Movie review: ‘Rodrick Rules’ offers dorky laughs for 8- to 12-year-old boys
The second entry into the “Diary of a Wimpy Kid” franchise, “Rodrick Rules,” is a lot like the first - it really shouldn’t be analyzed from a grown-up perspective. The film, like the series of books on which it is based, is made for 8- to 12-year-old-boys, or thereabouts.
And, so, coming from that perspective, I say they’re going to love it.
After seeing this movie, I might have been longing for the next Pixar flick, but the audience I saw “Rodrick Rules” with laughed and winced in all the right spots.

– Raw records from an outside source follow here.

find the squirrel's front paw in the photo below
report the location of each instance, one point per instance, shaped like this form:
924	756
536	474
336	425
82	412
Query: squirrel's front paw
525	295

Gags and simple sketches involving bird poop, fake vomit and a boy in his tighty-whiteys had them rolling in the aisles. Now, did these kids pick up on the “brotherly love” theme that was being laid down? Guess we’ll have to ask them.
In any case, the story resumes after summer vacation as series hero Greg Heffley (Zachary Gordon, cute as a button) and the gang head back to school. Greg sees seventh grade as fresh start - he’s lost the “cheese touch” and is crushing on the new girl (Peyton List). Except he’s still got the same problems - an older brother, Rodrick (Devon Bostick), who torments him, a younger brother who torments him and dorky friends who embarrass him. Small, unathletic, and guilty of trying too hard, Greg’s middle-school existence is worsened by parents who force him to spend time with his brother. Theirs is hardly a bromance. Misery and humiliation ensue. After all, no one can fix you quite like an older sibling.

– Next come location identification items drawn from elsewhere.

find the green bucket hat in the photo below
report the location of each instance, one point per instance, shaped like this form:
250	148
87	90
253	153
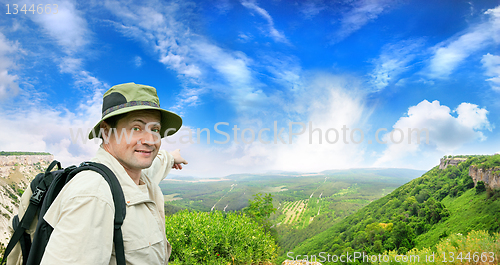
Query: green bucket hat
128	97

Fans of the series will be happy to know that Gabe Sachs and Jeff Judah again wrote the script, so the story maintains its continuity - and predictability. David Bower (“Astro Boy”), however, takes over the director’s duties from Thor Freudenthal, who helmed the first film. Plainville resident Jeff Kinney wrote the best-selling books and again served as producer.
In this installment, the relationship between Greg and his high-school-aged brother Rodrick takes center stage. Rodrick realizes his little brother can be useful, especially when they’re keeping a secret from their parents. They even become friends bonded by deception. Once the cat’s out of the bag, though, it’s cutthroat vengeance. While neither boy is a typical role model, kids enjoy watching them. They make bad decisions and can even be troublemakers, but most of their actions are played for laughs.

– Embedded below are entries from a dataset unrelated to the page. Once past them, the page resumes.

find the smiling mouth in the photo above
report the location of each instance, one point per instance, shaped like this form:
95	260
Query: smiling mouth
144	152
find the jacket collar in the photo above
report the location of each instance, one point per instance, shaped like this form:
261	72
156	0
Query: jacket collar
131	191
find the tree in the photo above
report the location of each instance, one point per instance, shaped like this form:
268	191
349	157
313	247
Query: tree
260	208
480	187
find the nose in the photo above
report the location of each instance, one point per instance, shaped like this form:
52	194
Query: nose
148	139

The butt of some of those laughs is Greg’s best bud, the good-hearted cherub, Rowley Jefferson, played by a movie-stealing Robert Capron. If there’s a true role model here, it’s him - he loves his mother (OK, maybe, too much), hates lying and is the only character whose always true to himself.
Unfortunately, Chloe Grace Moretz isn’t back as the artsy writer who befriends Greg in the first movie. Moretz is onto bigger and better things, such as “Kick-Ass.” She’s missed.
“Rodrick Rules” is the second in a five-book series. Naturally, a third “Wimpy Kid” film is planned.
DIARY OF A WIMPY KID: RODRICK RULES (PG for some mild rude humor and mischief.) Cast includes Zachary Gordon, Robert Capron, Rachael Harris, Devon Bostick, and Steve Zahn. 2 stars out of 4.